Grüne: Internet als neuer demokratischer Raum

"Wir sind der Überzeugung, dass wir durch Beteiligung und Transparenz eine bessere Politik erreichen können", hieß es auf einem Demokratie-Kongress der Grünen. Neue Medien seien kein machtfreier Raum, die Organisation von Gegenmacht sei aber einfacher.

In Pocket speichern vorlesen Druckansicht 96 Kommentare lesen
Lesezeit: 3 Min.
Von
  • Torsten Kleinz

Bei einem Demokratie-Kongress der Grünen in Mainz hat die Partei am Sonntag die Bedeutung des Internets als neuem demokratischem Raum betont. Daniel Köbler, Landesvorstandssprecher und Spitzenkandidat bei der bevorstehenden Landtagswahl in Rheinland-Pfalz stellte ein "Demokratiepaket" vor: als Regierungspartei will sich die Partei unter anderem für die Einführung von Online-Petitionen im rheinland-pfälzischen Landtag einsetzen und Bürgerbegehren vereinfachen. "Wir sind der Überzeugung, dass wir durch Beteiligung und Transparenz eine bessere Politik erreichen können", sagte Köbler.

Der Europaabgeordnete Sven Giegold betonte die Rolle des Online-Aktivismus für Demokratiebewegungen wie in Nordafrika: "Zwar sind die neuen Medien kein machtfreier Raum, aber ein Ort, wo die Organisation von Gegenmacht ohne die Anhäufung großer Kapitalmengen möglich ist." Der Journalist Harald Schumann hatte vorher die Unterwanderung demokratischer Prozesse durch wirtschaftliche Interessen scharf kritisiert: "Es gibt in unseren Parlamenten kein Immunsystem mehr, das zwischen Privatinteressen und Interessen der Allgemeinheit unterscheidet." So würden Parlamentarier immer mehr von zentralen Entscheidungen wie der Verteilung von Milliardenbeihilfen für die Finanzwirtschaft ausgeschlossen. Schumann sprach von einem "stillen Staatsstreich der Konzernlenker und ihrer Wasserträger".

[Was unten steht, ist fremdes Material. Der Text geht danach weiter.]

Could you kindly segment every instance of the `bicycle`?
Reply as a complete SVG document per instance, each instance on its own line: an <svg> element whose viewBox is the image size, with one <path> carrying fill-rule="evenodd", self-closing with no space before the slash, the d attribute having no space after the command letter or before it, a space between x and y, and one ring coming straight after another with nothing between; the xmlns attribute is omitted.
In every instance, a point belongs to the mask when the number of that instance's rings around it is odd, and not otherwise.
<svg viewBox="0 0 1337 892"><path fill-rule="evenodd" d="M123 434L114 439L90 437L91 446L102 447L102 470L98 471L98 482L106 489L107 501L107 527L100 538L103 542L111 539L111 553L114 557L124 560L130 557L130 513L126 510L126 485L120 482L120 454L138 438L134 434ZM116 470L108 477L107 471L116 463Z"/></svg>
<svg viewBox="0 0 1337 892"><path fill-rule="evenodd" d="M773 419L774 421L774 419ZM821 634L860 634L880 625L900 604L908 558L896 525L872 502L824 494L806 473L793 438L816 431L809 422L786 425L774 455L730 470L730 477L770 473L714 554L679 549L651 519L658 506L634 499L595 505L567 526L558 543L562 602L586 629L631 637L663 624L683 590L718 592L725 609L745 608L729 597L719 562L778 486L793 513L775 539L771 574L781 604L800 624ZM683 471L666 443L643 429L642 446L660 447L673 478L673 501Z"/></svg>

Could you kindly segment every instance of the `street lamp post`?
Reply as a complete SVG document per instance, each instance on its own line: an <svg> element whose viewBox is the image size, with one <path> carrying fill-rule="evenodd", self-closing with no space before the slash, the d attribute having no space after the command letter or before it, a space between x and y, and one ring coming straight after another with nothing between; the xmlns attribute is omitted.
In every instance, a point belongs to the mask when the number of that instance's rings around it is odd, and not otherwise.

Die medienpolitische Sprecherin der Grünen-Bundestagsfraktion Tabea Rößner betonte die Bedeutung klassischer Medien bei der Beseitigung solcher Missstände. "Unabhängiger Journalismus ist notwendig für unternehmens- und regierungskritische Berichterstattung und damit für die politische Willensbildung." Zwar sei die Berichterstattung der öffentlich-rechtlichen Sender aus Ägypten und Tunesien kein Ruhmesblatt gewesen, wie viele Blogger zu recht kritisiert hätten. Dennoch zeigten gerade die Beschwerden der "digital natives", dass das Medium Fernsehen immer noch sehr wichtig sei. "Meine These ist: Demokratie kann nicht alleine auf social media und Blogs bauen." Ein Nachteil sei die Schnelllebigkeit der Online-Kommunikation. Zudem stelle sich die Frage, wie man in Zukunft qualitativen Journalismus gerade in der Regionalberichterstattung finanzieren könne.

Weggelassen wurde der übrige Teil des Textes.